Thank you for posting more great photos of your tremendous looking layout. :thumbsup::thumbsup:


----------



## DennyM (Jan 3, 2016)

It looks fantastic David. You for sure 'full steam ahead'. Was that Harry Henning in some of those photos?


----------



## gunrunnerjohn (Nov 10, 2010)

Lookin' good Dave, love the new doghouse!


----------



## teledoc (Oct 22, 2014)

Dave, It looks fantastic so far, and I suppose you are itching to get the trains up on the track, and rolling along. I'm envious of the space you have dedicated to the layout, but hope that it is everything you expected. I know you will have many hours of running trains, in a short amount of time. Great photos of all the work that is going into building your DREAM LAYOUT. Enjoy it, and have a very happy holiday season.:appl::appl::appl::appl:


----------



## gunrunnerjohn (Nov 10, 2010)

Dave just dropped by to pick up a couple of signal relays, I saw more pictures. He can expect a visit after he works all the bugs out and I get moved. I'll bring some stuff to run and we'll have a party.


----------



## Guest (Dec 15, 2017)

Question, it looks like a high end carpet used for the grass effect and roadbed. If not, David can you share with us what it is?


----------



## towdog (Oct 2, 2015)

I'd like to know what the neighbors thought when a full-size semi showed up in front of your house! Other than moving trucks, that just does not often happen in a residential area.

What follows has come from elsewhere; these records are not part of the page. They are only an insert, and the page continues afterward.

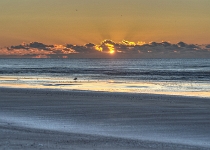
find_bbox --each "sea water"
[0,59,210,97]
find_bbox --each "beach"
[0,88,210,150]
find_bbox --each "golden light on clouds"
[0,0,210,47]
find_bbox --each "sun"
[109,50,115,54]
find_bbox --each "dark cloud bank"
[0,40,210,58]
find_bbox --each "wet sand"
[0,88,210,150]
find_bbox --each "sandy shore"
[0,88,210,150]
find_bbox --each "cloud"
[0,40,210,58]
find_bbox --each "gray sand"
[0,88,210,150]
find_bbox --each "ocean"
[0,59,210,97]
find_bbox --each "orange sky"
[0,0,210,47]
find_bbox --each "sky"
[0,0,210,57]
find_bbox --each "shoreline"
[0,88,210,149]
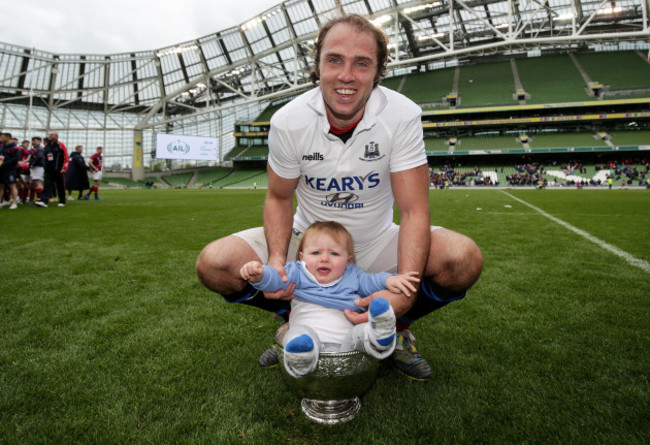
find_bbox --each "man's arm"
[264,166,299,282]
[391,164,431,277]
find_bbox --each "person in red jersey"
[85,147,103,201]
[17,140,32,204]
[0,133,20,210]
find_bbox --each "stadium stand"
[576,51,650,98]
[516,54,596,104]
[458,61,517,107]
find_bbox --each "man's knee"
[425,229,483,292]
[195,236,257,295]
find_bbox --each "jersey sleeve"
[355,265,390,297]
[268,116,300,179]
[390,107,427,173]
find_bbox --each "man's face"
[318,23,377,129]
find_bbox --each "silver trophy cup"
[278,347,379,425]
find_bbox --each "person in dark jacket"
[36,131,69,207]
[65,145,90,199]
[0,133,20,210]
[29,136,45,204]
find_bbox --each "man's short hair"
[309,14,388,87]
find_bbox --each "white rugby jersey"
[268,86,427,248]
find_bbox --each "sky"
[0,0,281,54]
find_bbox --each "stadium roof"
[0,0,650,128]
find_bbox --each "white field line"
[501,190,650,273]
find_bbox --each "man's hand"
[264,258,294,304]
[239,261,264,283]
[386,272,420,298]
[343,290,415,324]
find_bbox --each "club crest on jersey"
[359,141,384,161]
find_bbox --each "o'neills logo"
[302,151,325,161]
[167,139,190,154]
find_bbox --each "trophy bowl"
[278,347,379,425]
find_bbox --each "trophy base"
[300,397,361,425]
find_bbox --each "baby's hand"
[239,261,264,283]
[386,272,420,297]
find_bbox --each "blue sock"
[284,334,318,377]
[284,334,314,353]
[368,298,395,347]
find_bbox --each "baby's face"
[300,233,351,284]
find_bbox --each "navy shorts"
[0,167,16,185]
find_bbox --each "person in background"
[39,131,69,207]
[65,145,90,199]
[0,133,20,210]
[86,147,104,201]
[29,136,47,207]
[18,140,32,204]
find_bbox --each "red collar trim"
[330,119,361,134]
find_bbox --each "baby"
[240,221,420,377]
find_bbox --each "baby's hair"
[296,221,357,263]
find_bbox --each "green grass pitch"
[0,189,650,444]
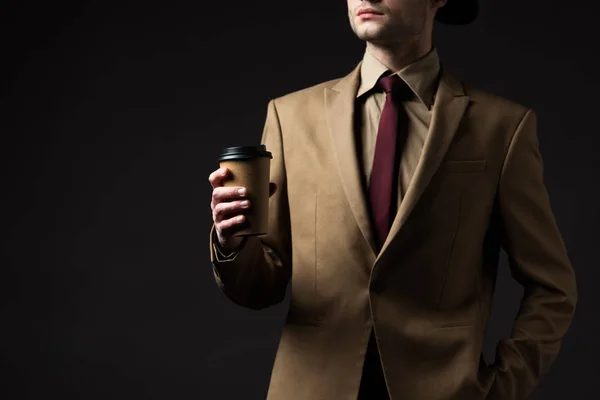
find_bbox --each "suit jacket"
[210,64,577,400]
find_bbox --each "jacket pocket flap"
[441,160,486,172]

The pictures and all of the people involved during installation really emphasize the scale of work that goes into something like this. When you think of how many months and years it can take to build something like that on your own, just trying to assemble something like that within a few days is a monumental tasking. No wonder they had to send in an army.

The logistics of this is so fascinating.


----------



## Guest (Dec 15, 2017)

David, the new layout is looking very good even though it's not done yet.


----------



## Rocky Mountaineer (Sep 19, 2015)

*Allegheny & Pacific Rwy Co. Installation: Day 2*

Hi folks, it's now Monday morning Dec 18th... and we're all still recovering from a very busy week! Team Dunham departed the scene very late Friday evening -- performing quite the amazing task of installing a custom layout in under a week's time. It's truly a fascinating process to watch.

Picking up from my last post, here are 10 more iPhone pics from last Wednesday when mountain scenery and the Department 56 village came to life, as well as the control panel.

The layout is wired with command-control in mind -- either with the DCS remote, Legacy remote, or iPad. However the control panel is nice for visitors to "see" the layout schematic as well as providing the convenience of selecting programmed turnout routes with the push of a button.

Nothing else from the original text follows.